Francis Gerard Sitwell was son of Major Francis and Margaret Elizabeth Sitwell and was born on 22 December 1906 at their home at Woole in Northumberland. He was educated at Ampleforth and ended his school career as Head Monitor and Master of the Beagles. He was a gifted long-distance runner with prodigious stamina. All his life he was a man of the open country who was not at home in the town - except perhaps in Oxford. On leaving school he joined the monastery at Ampleforth and received the Benedictine habit in September 1924. He went up to St Benet's Hall, Oxford to read English and obtained a Second in 1930. For the next three years he stayed on at St Benet's to read Theology at Blackfriars. He returned to his monastery at Ampleforth in 1933 and began to teach English in the College. At the weekends he served in various local chapels, notably at Helmsley. In 1940 came the most improbable episode of his life when there was a crisis in the administration of the Procurator's Office and he joined another distinguished academic (Fr Thomas Loughlin) in the Accounts Office to write up ledgers and draw up bills. It was slightly more convincing when he was put in charge of the Farm. This brought him out into the country which he loved and until 1947 he was a contented farmer - and also Subprior in the last year.
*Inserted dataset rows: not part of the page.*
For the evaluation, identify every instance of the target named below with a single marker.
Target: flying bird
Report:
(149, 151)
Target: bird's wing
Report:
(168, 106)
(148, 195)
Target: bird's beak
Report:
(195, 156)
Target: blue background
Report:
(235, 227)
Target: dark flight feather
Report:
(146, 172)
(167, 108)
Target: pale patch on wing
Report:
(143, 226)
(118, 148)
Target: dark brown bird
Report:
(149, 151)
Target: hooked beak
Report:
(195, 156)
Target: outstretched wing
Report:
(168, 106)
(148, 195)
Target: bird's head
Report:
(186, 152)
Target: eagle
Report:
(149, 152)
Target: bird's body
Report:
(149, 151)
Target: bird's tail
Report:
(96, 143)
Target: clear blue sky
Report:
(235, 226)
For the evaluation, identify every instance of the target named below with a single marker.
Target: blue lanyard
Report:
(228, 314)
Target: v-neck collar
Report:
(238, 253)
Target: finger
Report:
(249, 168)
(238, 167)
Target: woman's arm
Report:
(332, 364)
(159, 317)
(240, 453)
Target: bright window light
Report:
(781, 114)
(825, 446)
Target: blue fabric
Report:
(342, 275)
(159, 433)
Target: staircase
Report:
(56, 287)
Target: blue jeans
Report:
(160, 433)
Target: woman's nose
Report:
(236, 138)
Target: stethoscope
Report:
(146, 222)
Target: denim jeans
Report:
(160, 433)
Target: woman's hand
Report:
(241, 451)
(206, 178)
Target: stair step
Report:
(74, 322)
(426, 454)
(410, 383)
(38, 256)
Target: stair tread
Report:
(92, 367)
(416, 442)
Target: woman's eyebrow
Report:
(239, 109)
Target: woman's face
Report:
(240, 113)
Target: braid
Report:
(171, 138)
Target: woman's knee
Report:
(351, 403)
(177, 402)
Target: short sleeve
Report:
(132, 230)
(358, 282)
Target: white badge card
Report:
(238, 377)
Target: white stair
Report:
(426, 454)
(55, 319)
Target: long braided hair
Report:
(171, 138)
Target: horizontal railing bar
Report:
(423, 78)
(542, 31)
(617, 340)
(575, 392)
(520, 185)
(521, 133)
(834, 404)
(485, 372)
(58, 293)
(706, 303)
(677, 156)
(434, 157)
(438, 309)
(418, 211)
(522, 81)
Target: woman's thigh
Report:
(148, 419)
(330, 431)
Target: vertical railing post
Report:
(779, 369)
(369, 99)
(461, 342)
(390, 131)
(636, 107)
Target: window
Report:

Then came a very big change when Fr Gerard was sent to be Master of St Benet's Hall. He went into a world which had attracted him as undergraduate. He had all the instincts and habits of a scholar even though he had not done himself fully justice in Schools. Besides looking after the young men at the Hall as Master, he gave them an impeccable example of monastic stability and fidelity together with a scholarly absent-mindedness which for the young was alternately endearing and frustrating. He was Master for 17 years and during that time came into his own in scholarly writing on The English Mystics, various topics in Benedictine History and on other spiritual subjects. The following were the most notable publications: St Odo of Cluny by John of Salerno. Translated & edited. Holy Wsdom by Augustine Baker. Edited and translated. The Scale of Perfection by Walter Hilton. Translated & edited. The Ancrene Riwle translated and edited. Medieval Spiritual Writers - Faith & Fact Books. Various Articles in The Ampleforth Journal and the Downside Review. There were articles also in the Encyclopedia Britannica and the Dictionnaire de Spiritualité.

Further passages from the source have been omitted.